Logic points to producers and plants having to follow the market trend'
Further expensive and politically unpopular restructuring of the slaughtering industry, involving closing many more plants, is an essential and inevitable consequence of changes in the meat markets.
This was the blunt message from the leadership of the British Meat Federation, the main organisation representing abattoir operators and primary wholesalers, at its annual conference.
The discussion paper put forward by BMF chief executive Peter Scott surprised delegates with its aggressive dissection of key issues.
In particular, Scott's analysis challenged head on the widely held belief in a need for more regionalisation or even localisation of meat processing and marketing, and for smaller farms with less intensive production systems.
While acknowledging the growing demand for regional produce, Scott's paper declared: "Calls for greater localisation of the meat industry fly in the face of developing technology such as improved transport for livestock, and the ability to add value to red meat."
Moreover, Scott argued: "The food manufacturing and retail sectors are consolidating into fewer, larger companies, and market driven logic points to livestock producers and meat plants having to follow the market trend."

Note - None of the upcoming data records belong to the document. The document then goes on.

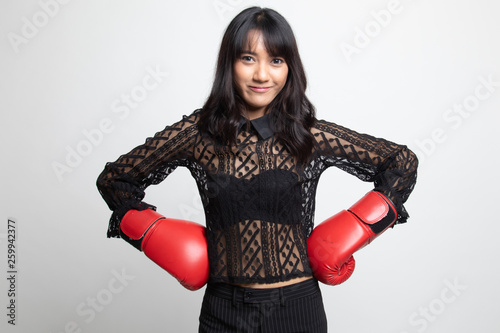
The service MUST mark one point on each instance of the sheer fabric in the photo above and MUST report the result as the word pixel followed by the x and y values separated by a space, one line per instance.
pixel 259 204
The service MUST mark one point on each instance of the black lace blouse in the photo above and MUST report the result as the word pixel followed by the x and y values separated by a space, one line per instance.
pixel 259 205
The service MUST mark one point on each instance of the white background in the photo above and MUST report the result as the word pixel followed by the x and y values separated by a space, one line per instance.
pixel 65 74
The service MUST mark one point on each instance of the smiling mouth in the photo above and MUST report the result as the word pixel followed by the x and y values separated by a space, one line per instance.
pixel 260 89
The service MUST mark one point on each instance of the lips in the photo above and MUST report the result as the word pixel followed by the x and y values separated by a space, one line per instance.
pixel 259 89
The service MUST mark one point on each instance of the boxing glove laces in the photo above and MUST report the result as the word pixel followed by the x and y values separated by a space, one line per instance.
pixel 333 242
pixel 178 246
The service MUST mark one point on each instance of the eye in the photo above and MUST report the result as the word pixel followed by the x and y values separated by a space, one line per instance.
pixel 246 58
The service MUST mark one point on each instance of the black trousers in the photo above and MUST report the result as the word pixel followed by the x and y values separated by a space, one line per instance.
pixel 290 309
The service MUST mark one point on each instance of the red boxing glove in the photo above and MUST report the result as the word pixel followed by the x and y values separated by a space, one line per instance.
pixel 179 247
pixel 333 242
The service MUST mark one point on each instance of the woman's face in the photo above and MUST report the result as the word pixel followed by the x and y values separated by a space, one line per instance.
pixel 258 76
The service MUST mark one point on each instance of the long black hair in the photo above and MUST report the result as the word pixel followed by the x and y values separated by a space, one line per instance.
pixel 291 111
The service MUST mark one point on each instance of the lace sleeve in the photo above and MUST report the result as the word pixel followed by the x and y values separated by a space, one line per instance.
pixel 122 183
pixel 392 167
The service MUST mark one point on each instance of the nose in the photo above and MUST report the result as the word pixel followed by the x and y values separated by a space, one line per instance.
pixel 261 73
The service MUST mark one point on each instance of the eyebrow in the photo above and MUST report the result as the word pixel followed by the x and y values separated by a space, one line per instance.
pixel 249 52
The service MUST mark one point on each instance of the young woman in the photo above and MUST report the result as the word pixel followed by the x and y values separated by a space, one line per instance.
pixel 256 152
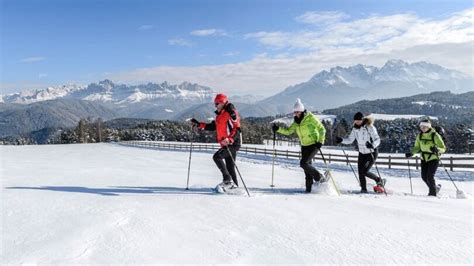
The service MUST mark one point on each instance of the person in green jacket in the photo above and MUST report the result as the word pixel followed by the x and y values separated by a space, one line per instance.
pixel 431 145
pixel 311 133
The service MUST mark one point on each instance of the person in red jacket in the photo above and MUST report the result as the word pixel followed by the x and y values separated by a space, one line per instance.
pixel 228 135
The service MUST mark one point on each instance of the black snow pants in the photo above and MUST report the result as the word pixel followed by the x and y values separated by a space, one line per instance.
pixel 428 170
pixel 307 155
pixel 227 168
pixel 364 163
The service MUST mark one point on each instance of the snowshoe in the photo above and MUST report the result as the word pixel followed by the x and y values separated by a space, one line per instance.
pixel 379 189
pixel 225 187
pixel 382 183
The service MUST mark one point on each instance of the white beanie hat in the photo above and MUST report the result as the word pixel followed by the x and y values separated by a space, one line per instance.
pixel 299 107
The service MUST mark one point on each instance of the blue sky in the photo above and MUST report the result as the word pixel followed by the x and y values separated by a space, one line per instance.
pixel 239 46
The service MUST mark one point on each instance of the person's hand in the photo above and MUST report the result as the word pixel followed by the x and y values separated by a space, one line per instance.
pixel 369 145
pixel 194 122
pixel 434 149
pixel 318 145
pixel 226 142
pixel 275 127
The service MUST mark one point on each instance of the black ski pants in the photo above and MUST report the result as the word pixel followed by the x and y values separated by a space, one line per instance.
pixel 428 170
pixel 225 163
pixel 307 155
pixel 364 163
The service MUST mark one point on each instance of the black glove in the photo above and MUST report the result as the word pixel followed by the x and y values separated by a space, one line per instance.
pixel 318 145
pixel 194 122
pixel 230 108
pixel 434 149
pixel 275 127
pixel 369 145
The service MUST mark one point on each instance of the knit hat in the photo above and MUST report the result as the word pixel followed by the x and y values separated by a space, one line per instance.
pixel 425 123
pixel 358 116
pixel 299 107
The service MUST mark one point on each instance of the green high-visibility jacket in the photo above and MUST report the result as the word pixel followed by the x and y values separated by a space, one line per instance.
pixel 425 141
pixel 310 130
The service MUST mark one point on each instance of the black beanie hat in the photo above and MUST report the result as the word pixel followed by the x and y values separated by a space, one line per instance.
pixel 358 116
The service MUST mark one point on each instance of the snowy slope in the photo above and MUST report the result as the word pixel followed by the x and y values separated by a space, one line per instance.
pixel 104 203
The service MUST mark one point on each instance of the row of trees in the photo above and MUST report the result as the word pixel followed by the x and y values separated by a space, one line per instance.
pixel 397 136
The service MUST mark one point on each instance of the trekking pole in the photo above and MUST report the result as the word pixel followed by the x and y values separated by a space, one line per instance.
pixel 190 152
pixel 409 176
pixel 459 193
pixel 353 171
pixel 329 173
pixel 273 162
pixel 378 172
pixel 232 158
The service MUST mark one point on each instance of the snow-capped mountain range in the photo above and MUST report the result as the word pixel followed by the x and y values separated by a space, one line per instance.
pixel 108 92
pixel 345 85
pixel 328 89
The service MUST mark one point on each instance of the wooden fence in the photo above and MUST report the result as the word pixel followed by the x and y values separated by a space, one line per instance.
pixel 390 161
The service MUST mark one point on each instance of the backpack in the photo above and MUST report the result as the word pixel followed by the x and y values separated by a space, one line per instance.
pixel 440 130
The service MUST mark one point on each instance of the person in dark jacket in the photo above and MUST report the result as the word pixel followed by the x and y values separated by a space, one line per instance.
pixel 368 140
pixel 228 135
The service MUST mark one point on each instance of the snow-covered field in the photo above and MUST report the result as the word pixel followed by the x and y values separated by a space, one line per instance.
pixel 105 203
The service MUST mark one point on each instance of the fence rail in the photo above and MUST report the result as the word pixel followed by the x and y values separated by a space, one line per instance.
pixel 389 161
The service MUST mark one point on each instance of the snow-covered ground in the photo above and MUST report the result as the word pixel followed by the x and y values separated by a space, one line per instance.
pixel 105 203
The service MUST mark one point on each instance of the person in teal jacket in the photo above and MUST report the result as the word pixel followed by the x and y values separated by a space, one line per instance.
pixel 430 145
pixel 311 133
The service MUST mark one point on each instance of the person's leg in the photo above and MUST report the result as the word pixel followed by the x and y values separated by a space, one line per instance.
pixel 432 166
pixel 362 161
pixel 307 155
pixel 230 164
pixel 219 158
pixel 369 164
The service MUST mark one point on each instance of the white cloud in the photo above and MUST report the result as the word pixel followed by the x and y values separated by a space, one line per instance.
pixel 145 27
pixel 33 59
pixel 325 17
pixel 371 40
pixel 233 53
pixel 374 33
pixel 208 32
pixel 179 42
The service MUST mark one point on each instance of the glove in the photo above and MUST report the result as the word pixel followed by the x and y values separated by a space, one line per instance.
pixel 434 149
pixel 226 142
pixel 275 128
pixel 194 122
pixel 318 145
pixel 369 145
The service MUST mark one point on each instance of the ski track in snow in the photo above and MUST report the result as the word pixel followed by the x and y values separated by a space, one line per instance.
pixel 102 204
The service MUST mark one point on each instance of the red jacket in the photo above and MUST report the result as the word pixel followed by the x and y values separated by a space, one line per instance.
pixel 226 124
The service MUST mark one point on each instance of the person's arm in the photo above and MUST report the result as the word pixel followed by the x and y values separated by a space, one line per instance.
pixel 350 138
pixel 416 149
pixel 319 135
pixel 374 136
pixel 209 126
pixel 287 131
pixel 439 143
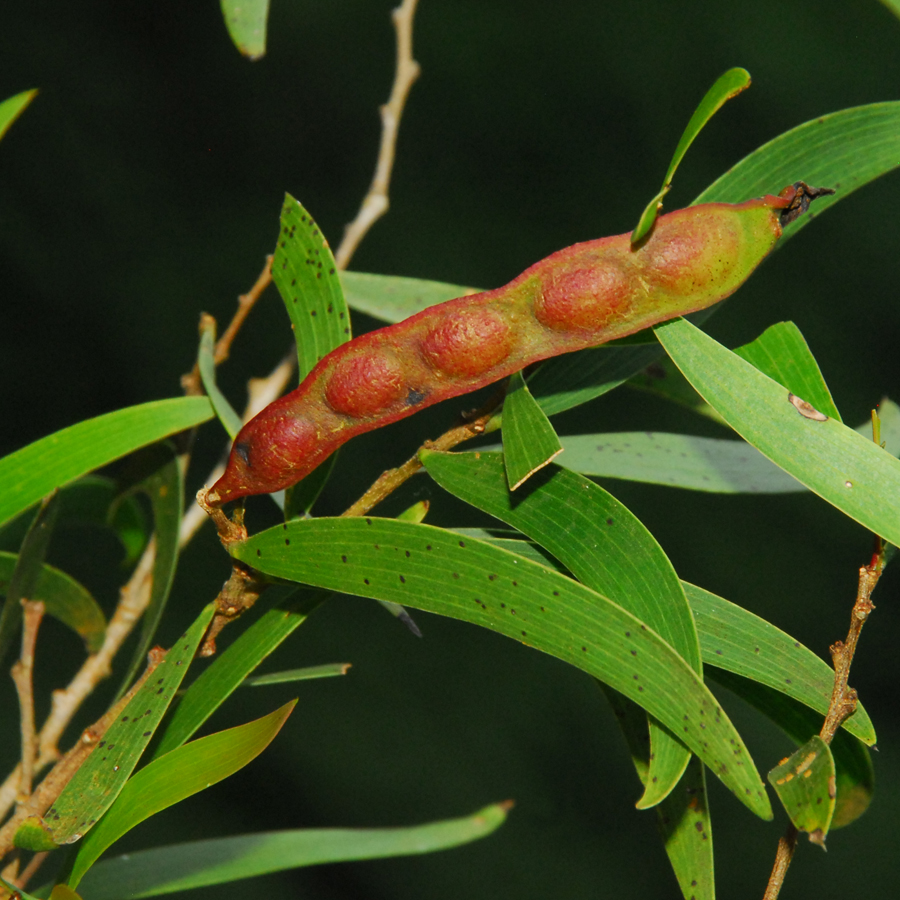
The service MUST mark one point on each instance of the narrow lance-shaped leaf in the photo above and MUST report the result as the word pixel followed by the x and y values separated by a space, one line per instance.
pixel 230 420
pixel 781 352
pixel 841 466
pixel 176 776
pixel 35 470
pixel 181 867
pixel 429 568
pixel 805 785
pixel 529 441
pixel 64 599
pixel 101 778
pixel 604 545
pixel 728 85
pixel 157 472
pixel 27 571
pixel 227 671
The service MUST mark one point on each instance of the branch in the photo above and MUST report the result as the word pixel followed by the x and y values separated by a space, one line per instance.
pixel 375 203
pixel 22 675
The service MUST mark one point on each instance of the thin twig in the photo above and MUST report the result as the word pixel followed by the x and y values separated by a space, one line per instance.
pixel 22 675
pixel 375 203
pixel 843 698
pixel 390 480
pixel 192 384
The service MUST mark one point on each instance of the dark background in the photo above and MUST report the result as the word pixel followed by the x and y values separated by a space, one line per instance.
pixel 144 185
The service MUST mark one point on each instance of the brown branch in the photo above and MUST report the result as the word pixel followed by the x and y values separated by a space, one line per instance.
pixel 375 203
pixel 60 775
pixel 843 697
pixel 390 480
pixel 22 675
pixel 191 383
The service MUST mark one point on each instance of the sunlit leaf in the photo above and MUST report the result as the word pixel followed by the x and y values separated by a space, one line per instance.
pixel 157 473
pixel 429 568
pixel 677 460
pixel 181 867
pixel 805 784
pixel 230 667
pixel 604 545
pixel 841 466
pixel 246 23
pixel 36 470
pixel 393 298
pixel 13 107
pixel 728 85
pixel 27 571
pixel 529 441
pixel 101 778
pixel 328 670
pixel 781 352
pixel 177 775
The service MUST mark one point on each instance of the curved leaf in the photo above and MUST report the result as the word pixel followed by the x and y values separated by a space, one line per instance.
pixel 13 107
pixel 35 470
pixel 852 473
pixel 429 568
pixel 64 598
pixel 781 352
pixel 604 545
pixel 728 85
pixel 677 460
pixel 181 867
pixel 246 24
pixel 529 441
pixel 98 782
pixel 177 775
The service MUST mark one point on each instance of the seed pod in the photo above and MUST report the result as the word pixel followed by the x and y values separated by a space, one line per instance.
pixel 579 297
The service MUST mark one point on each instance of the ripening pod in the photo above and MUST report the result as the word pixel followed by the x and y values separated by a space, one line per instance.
pixel 579 297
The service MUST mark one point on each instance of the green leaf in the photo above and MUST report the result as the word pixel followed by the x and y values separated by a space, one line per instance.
pixel 529 441
pixel 102 777
pixel 325 671
pixel 246 24
pixel 231 667
pixel 306 276
pixel 805 784
pixel 207 366
pixel 27 571
pixel 36 470
pixel 181 867
pixel 736 640
pixel 64 599
pixel 157 472
pixel 604 545
pixel 174 777
pixel 855 776
pixel 728 85
pixel 841 466
pixel 663 379
pixel 392 298
pixel 677 460
pixel 781 352
pixel 429 568
pixel 13 107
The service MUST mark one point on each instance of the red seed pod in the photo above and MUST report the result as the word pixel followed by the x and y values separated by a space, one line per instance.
pixel 579 297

Scott is well known in the industry for his belief the slaughtering sector was only part way through necessary consolidation when BSE erupted, and the need for continued rationalisation would resurface eventually.
Nevertheless, his latest assertion was brutal: "FMD has highlighted the fact that a significant percentage of demand for red meat can be processed through fewer than half the licensed red meat GB slaughterhouses and has underlined the obvious problem of overcapacity."